I get that it not actually extrapolating, i just described it that way because that is how i perceive it, but through the validation i mentioned above https://www.mathworks.com/matlabcentral/answers/536515-scattered-interpolant-produces-invalid-values#comment_871619 the value f_TET(7000,0.6,13.21)=1500 is invalid.
Hope i helped you understand my point...
John D'Errico
John D'Errico on 29 May 2020
I understand your point. However, your point is not relevant. Software is written as it is written, to do what it is designed to do. That you want it to perform in a different way is not going to get you far. If you use the wrong software, or if you use that software in the wrong way, what do you expect?
scatteredInterpolant is designed to work WITHIN the convex hull of the data. It does not know the physics of your problem, nor could it possibly care. It is just software. You gave it some numbers. Effectively the code follows a simple flow chart:
Is the point within the convex hull?
yes?: Do the interpolation as designed.
No?: Extrapolation! BAD! DANGER!
And you need to understand that what scatteredInterpolant defines as an extrapolation is not what you think extrapolation means. They are different things, but when you use scatteredInterpolant, you play by its rules.
Now to your comment. "it is unnatural to have greater thrust than the one that that you get with maximun engine temperature".
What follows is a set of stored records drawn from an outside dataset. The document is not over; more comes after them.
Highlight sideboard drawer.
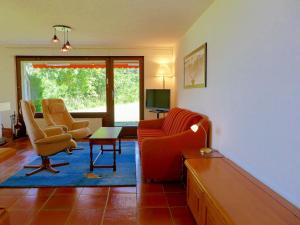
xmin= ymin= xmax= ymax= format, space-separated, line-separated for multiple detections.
xmin=187 ymin=173 xmax=204 ymax=224
xmin=204 ymin=195 xmax=232 ymax=225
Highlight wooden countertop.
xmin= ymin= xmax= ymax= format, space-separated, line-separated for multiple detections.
xmin=185 ymin=158 xmax=300 ymax=225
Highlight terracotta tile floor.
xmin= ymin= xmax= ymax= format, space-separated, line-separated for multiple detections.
xmin=0 ymin=139 xmax=195 ymax=225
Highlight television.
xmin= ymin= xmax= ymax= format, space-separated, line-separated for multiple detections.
xmin=146 ymin=89 xmax=171 ymax=111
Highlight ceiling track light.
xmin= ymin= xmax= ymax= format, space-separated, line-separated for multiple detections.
xmin=52 ymin=25 xmax=72 ymax=52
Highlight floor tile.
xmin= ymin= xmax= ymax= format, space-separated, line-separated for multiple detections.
xmin=137 ymin=208 xmax=173 ymax=225
xmin=26 ymin=187 xmax=55 ymax=196
xmin=66 ymin=209 xmax=103 ymax=225
xmin=163 ymin=183 xmax=185 ymax=192
xmin=166 ymin=192 xmax=186 ymax=207
xmin=107 ymin=194 xmax=136 ymax=209
xmin=43 ymin=195 xmax=76 ymax=209
xmin=137 ymin=183 xmax=164 ymax=193
xmin=0 ymin=195 xmax=20 ymax=208
xmin=74 ymin=195 xmax=107 ymax=209
xmin=30 ymin=210 xmax=70 ymax=225
xmin=10 ymin=196 xmax=49 ymax=210
xmin=0 ymin=188 xmax=29 ymax=196
xmin=81 ymin=187 xmax=109 ymax=195
xmin=0 ymin=210 xmax=35 ymax=225
xmin=103 ymin=208 xmax=137 ymax=225
xmin=110 ymin=187 xmax=137 ymax=194
xmin=137 ymin=193 xmax=168 ymax=208
xmin=171 ymin=207 xmax=196 ymax=225
xmin=54 ymin=187 xmax=83 ymax=195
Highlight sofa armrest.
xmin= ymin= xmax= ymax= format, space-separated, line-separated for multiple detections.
xmin=72 ymin=120 xmax=89 ymax=130
xmin=138 ymin=118 xmax=165 ymax=129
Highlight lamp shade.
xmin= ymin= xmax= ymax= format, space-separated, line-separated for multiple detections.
xmin=0 ymin=102 xmax=10 ymax=112
xmin=190 ymin=120 xmax=207 ymax=147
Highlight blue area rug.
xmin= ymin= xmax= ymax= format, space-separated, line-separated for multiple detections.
xmin=0 ymin=141 xmax=136 ymax=187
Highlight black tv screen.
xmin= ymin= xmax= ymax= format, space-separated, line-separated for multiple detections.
xmin=146 ymin=89 xmax=170 ymax=110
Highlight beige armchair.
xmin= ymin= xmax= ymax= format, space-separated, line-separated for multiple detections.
xmin=42 ymin=99 xmax=91 ymax=147
xmin=21 ymin=100 xmax=72 ymax=176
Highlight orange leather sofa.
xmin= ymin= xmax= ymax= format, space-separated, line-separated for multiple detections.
xmin=138 ymin=108 xmax=210 ymax=181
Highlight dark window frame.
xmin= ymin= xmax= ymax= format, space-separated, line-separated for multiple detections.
xmin=15 ymin=56 xmax=144 ymax=126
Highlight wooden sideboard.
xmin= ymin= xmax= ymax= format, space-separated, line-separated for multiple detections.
xmin=185 ymin=158 xmax=300 ymax=225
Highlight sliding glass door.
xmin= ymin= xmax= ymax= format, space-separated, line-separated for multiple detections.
xmin=16 ymin=56 xmax=144 ymax=126
xmin=113 ymin=60 xmax=141 ymax=126
xmin=21 ymin=61 xmax=107 ymax=113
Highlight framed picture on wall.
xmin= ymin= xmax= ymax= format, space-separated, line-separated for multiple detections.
xmin=184 ymin=43 xmax=207 ymax=88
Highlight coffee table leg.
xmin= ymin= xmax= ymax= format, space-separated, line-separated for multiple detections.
xmin=113 ymin=141 xmax=117 ymax=171
xmin=90 ymin=143 xmax=94 ymax=172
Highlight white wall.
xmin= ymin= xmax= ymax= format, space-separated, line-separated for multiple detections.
xmin=176 ymin=0 xmax=300 ymax=207
xmin=0 ymin=46 xmax=175 ymax=129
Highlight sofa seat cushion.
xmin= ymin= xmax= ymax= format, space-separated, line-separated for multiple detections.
xmin=137 ymin=129 xmax=166 ymax=146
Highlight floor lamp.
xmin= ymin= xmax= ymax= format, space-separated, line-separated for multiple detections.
xmin=156 ymin=64 xmax=173 ymax=89
xmin=0 ymin=102 xmax=10 ymax=145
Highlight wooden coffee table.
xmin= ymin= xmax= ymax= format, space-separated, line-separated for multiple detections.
xmin=89 ymin=127 xmax=122 ymax=171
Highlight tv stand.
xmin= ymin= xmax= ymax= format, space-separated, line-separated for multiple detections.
xmin=149 ymin=109 xmax=169 ymax=119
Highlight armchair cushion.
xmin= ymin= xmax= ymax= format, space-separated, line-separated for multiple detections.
xmin=44 ymin=127 xmax=64 ymax=136
xmin=35 ymin=134 xmax=72 ymax=144
xmin=49 ymin=103 xmax=66 ymax=113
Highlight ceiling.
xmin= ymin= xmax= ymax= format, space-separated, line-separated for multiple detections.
xmin=0 ymin=0 xmax=213 ymax=47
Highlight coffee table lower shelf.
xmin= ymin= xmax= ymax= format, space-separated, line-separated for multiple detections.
xmin=89 ymin=127 xmax=122 ymax=172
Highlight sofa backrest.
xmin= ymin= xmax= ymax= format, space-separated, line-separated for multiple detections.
xmin=162 ymin=108 xmax=202 ymax=135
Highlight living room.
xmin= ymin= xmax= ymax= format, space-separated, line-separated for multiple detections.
xmin=0 ymin=0 xmax=300 ymax=225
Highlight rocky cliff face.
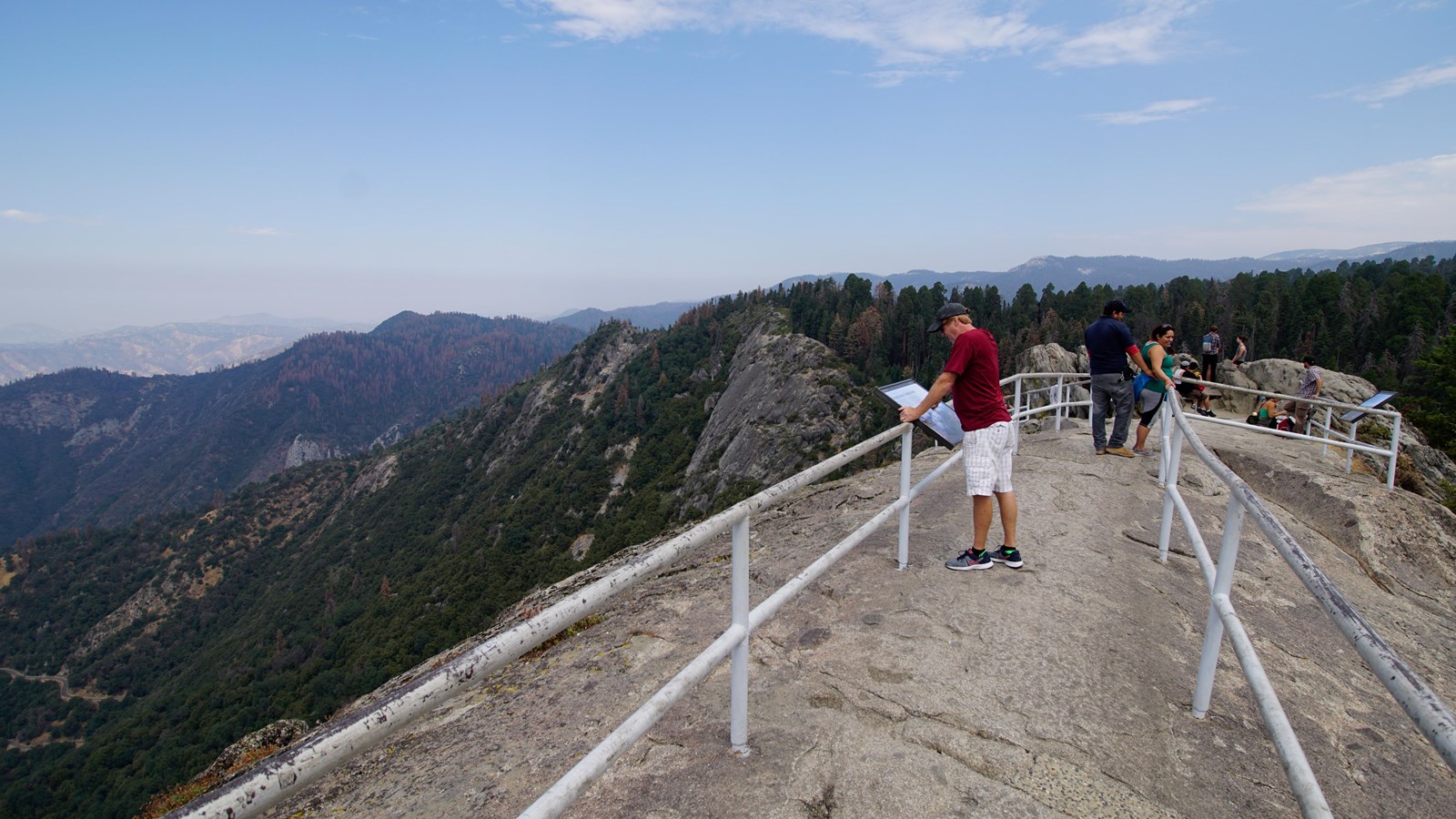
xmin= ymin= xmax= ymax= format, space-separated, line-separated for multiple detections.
xmin=0 ymin=313 xmax=581 ymax=542
xmin=256 ymin=421 xmax=1456 ymax=819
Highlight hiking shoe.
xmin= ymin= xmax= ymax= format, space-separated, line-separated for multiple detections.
xmin=945 ymin=550 xmax=992 ymax=571
xmin=990 ymin=547 xmax=1025 ymax=569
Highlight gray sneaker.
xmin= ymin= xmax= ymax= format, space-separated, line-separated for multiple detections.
xmin=945 ymin=550 xmax=992 ymax=571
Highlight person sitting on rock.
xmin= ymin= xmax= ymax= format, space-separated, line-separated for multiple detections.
xmin=1254 ymin=395 xmax=1289 ymax=430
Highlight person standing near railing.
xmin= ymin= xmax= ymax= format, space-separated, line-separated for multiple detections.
xmin=1203 ymin=325 xmax=1223 ymax=380
xmin=1082 ymin=298 xmax=1156 ymax=458
xmin=1284 ymin=356 xmax=1325 ymax=434
xmin=1133 ymin=324 xmax=1178 ymax=455
xmin=900 ymin=301 xmax=1024 ymax=571
xmin=1228 ymin=335 xmax=1249 ymax=370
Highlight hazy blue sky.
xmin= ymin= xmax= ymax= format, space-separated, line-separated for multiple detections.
xmin=0 ymin=0 xmax=1456 ymax=329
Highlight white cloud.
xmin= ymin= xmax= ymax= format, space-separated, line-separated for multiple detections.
xmin=1325 ymin=56 xmax=1456 ymax=108
xmin=1046 ymin=0 xmax=1206 ymax=68
xmin=0 ymin=208 xmax=51 ymax=225
xmin=1239 ymin=153 xmax=1456 ymax=239
xmin=1087 ymin=96 xmax=1213 ymax=126
xmin=518 ymin=0 xmax=1207 ymax=68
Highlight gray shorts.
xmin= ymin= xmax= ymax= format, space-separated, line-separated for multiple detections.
xmin=961 ymin=421 xmax=1015 ymax=495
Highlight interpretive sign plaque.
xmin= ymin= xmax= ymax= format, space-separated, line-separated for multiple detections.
xmin=879 ymin=379 xmax=966 ymax=449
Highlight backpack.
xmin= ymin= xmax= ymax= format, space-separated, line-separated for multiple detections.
xmin=1133 ymin=373 xmax=1153 ymax=404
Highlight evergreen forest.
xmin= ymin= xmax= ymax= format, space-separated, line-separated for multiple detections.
xmin=0 ymin=252 xmax=1456 ymax=816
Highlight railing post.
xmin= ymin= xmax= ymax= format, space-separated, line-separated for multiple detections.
xmin=1385 ymin=415 xmax=1400 ymax=490
xmin=1345 ymin=421 xmax=1360 ymax=475
xmin=728 ymin=514 xmax=750 ymax=756
xmin=1158 ymin=398 xmax=1182 ymax=562
xmin=1057 ymin=376 xmax=1067 ymax=433
xmin=1192 ymin=494 xmax=1243 ymax=720
xmin=900 ymin=427 xmax=915 ymax=571
xmin=1010 ymin=373 xmax=1022 ymax=453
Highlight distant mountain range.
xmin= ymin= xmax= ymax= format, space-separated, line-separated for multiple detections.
xmin=0 ymin=313 xmax=369 ymax=383
xmin=551 ymin=301 xmax=702 ymax=332
xmin=551 ymin=240 xmax=1456 ymax=331
xmin=0 ymin=312 xmax=585 ymax=542
xmin=782 ymin=240 xmax=1456 ymax=294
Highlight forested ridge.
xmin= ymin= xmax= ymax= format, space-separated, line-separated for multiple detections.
xmin=780 ymin=257 xmax=1456 ymax=456
xmin=0 ymin=252 xmax=1456 ymax=816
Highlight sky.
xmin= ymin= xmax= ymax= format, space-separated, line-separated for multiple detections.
xmin=0 ymin=0 xmax=1456 ymax=331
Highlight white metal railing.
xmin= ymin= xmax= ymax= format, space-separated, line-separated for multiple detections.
xmin=1179 ymin=378 xmax=1400 ymax=490
xmin=1158 ymin=395 xmax=1456 ymax=816
xmin=167 ymin=424 xmax=961 ymax=819
xmin=169 ymin=373 xmax=1432 ymax=819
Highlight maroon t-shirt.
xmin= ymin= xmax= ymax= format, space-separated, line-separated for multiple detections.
xmin=945 ymin=328 xmax=1010 ymax=433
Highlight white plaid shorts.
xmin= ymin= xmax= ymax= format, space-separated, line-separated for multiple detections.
xmin=961 ymin=421 xmax=1014 ymax=495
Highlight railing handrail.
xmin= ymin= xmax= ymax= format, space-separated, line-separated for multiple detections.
xmin=1159 ymin=395 xmax=1456 ymax=816
xmin=1175 ymin=376 xmax=1400 ymax=419
xmin=169 ymin=373 xmax=1432 ymax=817
xmin=167 ymin=424 xmax=913 ymax=819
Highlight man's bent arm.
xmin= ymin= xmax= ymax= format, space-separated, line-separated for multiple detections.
xmin=1127 ymin=344 xmax=1167 ymax=380
xmin=900 ymin=373 xmax=956 ymax=421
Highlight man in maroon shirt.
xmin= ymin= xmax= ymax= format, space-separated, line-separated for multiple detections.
xmin=900 ymin=301 xmax=1024 ymax=571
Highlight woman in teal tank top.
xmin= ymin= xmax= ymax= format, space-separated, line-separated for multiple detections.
xmin=1133 ymin=324 xmax=1177 ymax=455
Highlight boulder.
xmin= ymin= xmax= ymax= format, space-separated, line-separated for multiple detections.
xmin=1240 ymin=359 xmax=1379 ymax=404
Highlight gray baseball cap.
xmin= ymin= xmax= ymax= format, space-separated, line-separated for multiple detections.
xmin=925 ymin=301 xmax=971 ymax=335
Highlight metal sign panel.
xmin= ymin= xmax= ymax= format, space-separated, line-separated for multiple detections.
xmin=1340 ymin=389 xmax=1400 ymax=424
xmin=879 ymin=379 xmax=966 ymax=449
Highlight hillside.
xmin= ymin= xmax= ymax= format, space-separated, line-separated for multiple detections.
xmin=0 ymin=298 xmax=885 ymax=816
xmin=782 ymin=242 xmax=1456 ymax=306
xmin=0 ymin=312 xmax=582 ymax=542
xmin=244 ymin=421 xmax=1456 ymax=819
xmin=0 ymin=315 xmax=367 ymax=385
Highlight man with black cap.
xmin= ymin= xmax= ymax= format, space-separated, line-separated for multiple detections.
xmin=1082 ymin=298 xmax=1158 ymax=458
xmin=900 ymin=301 xmax=1024 ymax=571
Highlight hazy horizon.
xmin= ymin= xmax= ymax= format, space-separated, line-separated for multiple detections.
xmin=0 ymin=0 xmax=1456 ymax=331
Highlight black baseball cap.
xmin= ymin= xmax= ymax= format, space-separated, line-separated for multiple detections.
xmin=925 ymin=301 xmax=970 ymax=335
You have used software to interpolate data that is not convex. It produces an approximation based on interpolation as it is designed to do, where the point happens to lie in a region that is outside of the valid parameter space. But since the point is inside the convex hull of the data, garbage arises because the interpolant was still happy. And that should not be a surprise.
Remember that interpolation is just an approximation! When used to predict a value at some location that is between points in your data, there is no presumption it will produce the theoretically correct value, because the interpolation scheme does not understand the physics of your problem.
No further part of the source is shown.